Saya ingat ilmu petuah di pesantren: batu pun bisa berlubang oleh tetesan air. Hanya diperlukan konsistensi. Istikamah. Dalam waktu yang lebih lama. Dan diperlukan kesabaran yang tinggi.
Zaman itu ada majalah Prisma. Tiap terbit saya baca. Pinjam kanan-kiri. Isinya banyak yang tidak saya mengerti, tetapi rasanya bergengsi kalau ke mana-mana menenteng majalah itu.
Itulah majalah terbitan Lembaga Pendidikan dan Penerangan Ekonomi dan Sosial (LP3ES). Lembaga itu pula yang mendidik saya menjadi wartawan. Selama tiga bulan. Diasramakan di Taman Ismail Marzuki Jakarta. Atas biaya salah satu yayasan dari Jerman.
Menteri-menteri ekonomi zaman awal Pak Harto selalu menulis artikel di situ. Mereka itulah yang disebut teknokrat. Yang dianggap sebagai peletak dasar-dasar ekonomi Orde Baru itu.
Pak Harto begitu tunduk pada para ekonom itu. Misalnya dalam hal pengendalian penduduk.
Prof Dr Widjojo Nitisastro adalah ahli ekonomi demografi. Saya baca buku beliau di bidang ini.
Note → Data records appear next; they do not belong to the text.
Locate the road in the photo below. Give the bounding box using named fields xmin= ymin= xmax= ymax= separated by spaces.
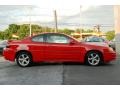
xmin=0 ymin=57 xmax=120 ymax=85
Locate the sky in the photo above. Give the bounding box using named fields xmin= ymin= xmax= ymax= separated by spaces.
xmin=0 ymin=4 xmax=114 ymax=31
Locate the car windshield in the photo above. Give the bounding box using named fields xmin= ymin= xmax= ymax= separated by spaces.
xmin=85 ymin=37 xmax=105 ymax=42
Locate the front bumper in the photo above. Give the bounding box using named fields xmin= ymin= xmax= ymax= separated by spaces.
xmin=104 ymin=52 xmax=116 ymax=62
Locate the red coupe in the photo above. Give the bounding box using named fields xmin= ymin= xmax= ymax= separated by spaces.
xmin=3 ymin=33 xmax=116 ymax=67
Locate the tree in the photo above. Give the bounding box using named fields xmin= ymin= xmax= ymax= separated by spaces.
xmin=17 ymin=24 xmax=29 ymax=39
xmin=106 ymin=31 xmax=115 ymax=40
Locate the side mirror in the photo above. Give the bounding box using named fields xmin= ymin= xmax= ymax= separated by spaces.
xmin=70 ymin=40 xmax=76 ymax=44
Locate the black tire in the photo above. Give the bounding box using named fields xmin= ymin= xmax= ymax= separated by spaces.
xmin=85 ymin=51 xmax=103 ymax=66
xmin=16 ymin=52 xmax=32 ymax=67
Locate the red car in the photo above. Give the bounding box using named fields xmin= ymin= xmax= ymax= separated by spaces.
xmin=3 ymin=33 xmax=116 ymax=67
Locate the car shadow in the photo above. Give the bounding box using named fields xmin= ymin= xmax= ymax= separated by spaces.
xmin=32 ymin=62 xmax=115 ymax=67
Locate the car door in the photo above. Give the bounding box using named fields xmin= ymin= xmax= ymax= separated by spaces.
xmin=30 ymin=34 xmax=45 ymax=62
xmin=45 ymin=34 xmax=81 ymax=61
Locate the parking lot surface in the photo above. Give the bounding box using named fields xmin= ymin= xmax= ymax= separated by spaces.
xmin=0 ymin=57 xmax=120 ymax=85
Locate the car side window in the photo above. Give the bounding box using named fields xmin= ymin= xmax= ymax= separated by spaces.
xmin=32 ymin=35 xmax=44 ymax=42
xmin=47 ymin=34 xmax=69 ymax=44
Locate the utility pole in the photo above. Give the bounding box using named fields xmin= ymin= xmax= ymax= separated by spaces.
xmin=54 ymin=10 xmax=58 ymax=32
xmin=79 ymin=5 xmax=82 ymax=40
xmin=29 ymin=7 xmax=32 ymax=37
xmin=114 ymin=5 xmax=120 ymax=55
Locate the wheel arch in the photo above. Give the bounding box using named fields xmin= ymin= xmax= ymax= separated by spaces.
xmin=15 ymin=50 xmax=33 ymax=58
xmin=84 ymin=50 xmax=104 ymax=62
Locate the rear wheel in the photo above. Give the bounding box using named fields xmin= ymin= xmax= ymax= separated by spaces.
xmin=86 ymin=51 xmax=102 ymax=66
xmin=16 ymin=52 xmax=32 ymax=67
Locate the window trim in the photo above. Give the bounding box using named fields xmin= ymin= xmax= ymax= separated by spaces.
xmin=45 ymin=33 xmax=71 ymax=45
xmin=31 ymin=34 xmax=45 ymax=43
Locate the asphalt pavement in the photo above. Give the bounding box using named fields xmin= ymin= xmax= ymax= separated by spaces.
xmin=0 ymin=57 xmax=120 ymax=85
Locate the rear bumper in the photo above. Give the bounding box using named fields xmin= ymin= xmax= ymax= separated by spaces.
xmin=104 ymin=52 xmax=116 ymax=62
xmin=3 ymin=48 xmax=15 ymax=61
Yang awalnya juga tidak saya mengerti: pentingnya pengendalian pertumbuhan penduduk dalam pembangunan ekonomi.
Pak Harto lantas menerapkannya. Dengan all out. Lewat program 'dua anak cukup'. Secara sabar dan konsisten. Termasuk sabar dalam menghadapi tentangan para ulama. Yang tidak setuju KB.